Dans le Design Fax 1098, je lis « Carré Noir dessine […] la nouvelle identité d’Institut Polytechnique de Paris, nouveau nom […] regroupant l’École Polytechnique, l’ENSTA ParisTech, l’ENSAE ParisTech, Télécom ParisTech et Télécom SudParis. » Je continue ma lecture « Simplicité et statut, sont les maîtres-mots qui ont guidé la création ». Je m’empresse d’aller voir : déconvenue… puis colère.
Ce logo n’est pas simple [1], il est surchargé comme une étape de travail. Comment un nom aussi long peut-il être répété deux fois [2], la redondance n’a jamais été signe d’élégance ? La conjugaison bold et light d’une typographie bâton est vue et revue [3]. Le monogramme IP stylisé (qui évoque un X mais pas trop, et un sabre) ressemble fort au symbole créé par Carré Noir pour l’Institut Pasteur dans les années 1990, toujours en vigueur (IP fait Phi cette fois-ci, avec le point du i également hors cercle). Ce n’est certes pas le même sujet ni peut-être les mêmes classes juridiques, mais il est délicat de se copier soi-même à ce point… Tandis que Design Fax cite sans ciller : « Le symbole est un cercle qui dessine le monde, l’alliance et la plénitude, ce cercle est ouvert et porte une ambition partagée et la promesse de futurs rapprochements ».
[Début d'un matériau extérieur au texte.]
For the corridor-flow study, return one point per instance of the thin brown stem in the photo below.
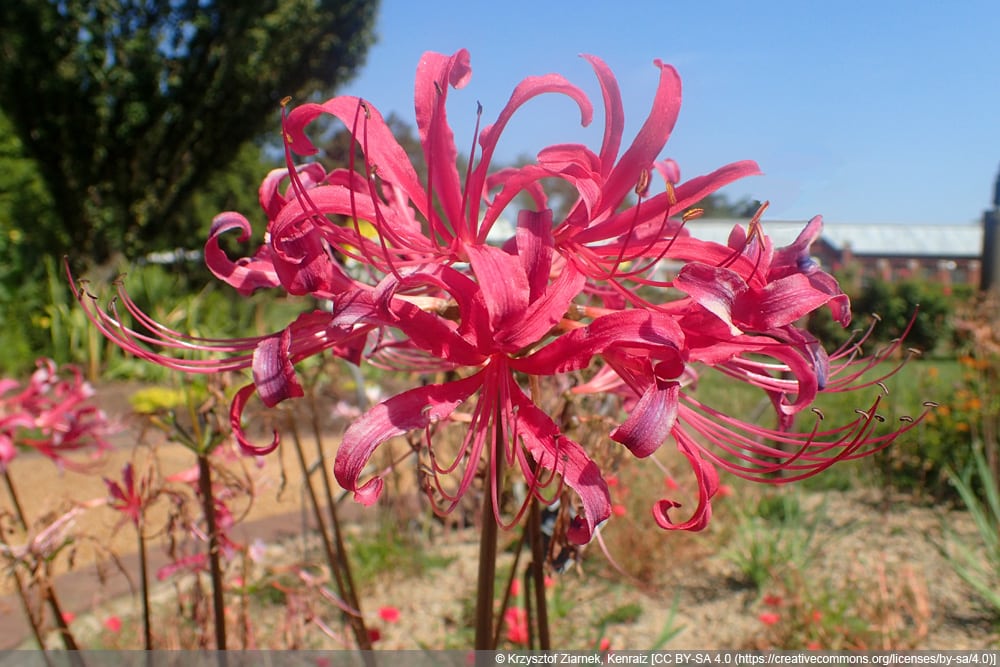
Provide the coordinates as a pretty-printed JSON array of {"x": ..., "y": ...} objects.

Colère au carré. Je n’ai pas du tout envie de mettre le bazar ni de cracher dans la soupe car je dois quelque chose à Carré Noir (j’y ai travaillé avec joie et fierté entre 1999 et 2001), mais il faut quand même se dire les choses. Oui, il est très compliqué de créer et de faire valider un logotype juste, unique et simple pour rassembler différentes entités, toutes chargées d’histoire ; la tâche est laborieuse, rude, politique. C’est précisément notre métier. Alors, par respect pour nous-mêmes et pour notre crédibilité à tous, nous n’avons pas le droit de créer une identité visuelle qui est moins bien que la réalité (ou dans d’autres cas, moins bien que la précédente). « Polytechnique » est un fleuron français, cette institution a un charisme fou, elle mérite une identité visuelle exceptionnelle, pour la France, pour sa place sur la scène internationale.
Colère au cube. Il faudrait aussi arrêter d’écrire le contraire de ce que l’on fait, arrêter tout court d’écrire sur les créations, on est trop vieux pour ça, la rengaine des cercles qui ouvrent nous lasse tous. Alors créons vraiment, et attendons que les signes fassent leur propre trace.
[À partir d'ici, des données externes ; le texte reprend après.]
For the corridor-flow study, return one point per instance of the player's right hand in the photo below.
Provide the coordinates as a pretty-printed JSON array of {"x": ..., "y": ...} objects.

Ne m’accablez pas de revanches, de belles et de comptages de points. Je ne suis pas parfaite, et comme vous, j’essaie de faire bien ; chaque jour c’est une bataille. Essayons seulement de faire mieux, pour servir.
Elodie Boyer
Tribune parue dans Design Fax #1099 du 18 février 2019.
[1] Je sais bien que le logotype n’est pas l’identité visuelle, mais quand même.
[2] Bien sûr, il y aura l’image de profil sur les réseaux sociaux où le symbole seul dira le nom, en tout petit, sans que le nom soit répété horizontalement, mais quand même.
[3] Le lettrage n’a ni la grâce ni l’intérêt de La Grande Épicerie de Paris, un des premiers du genre en France. Depuis une dizaine d’année, ce traitement typographique a envahi l’espace, il est aujourd’hui usé.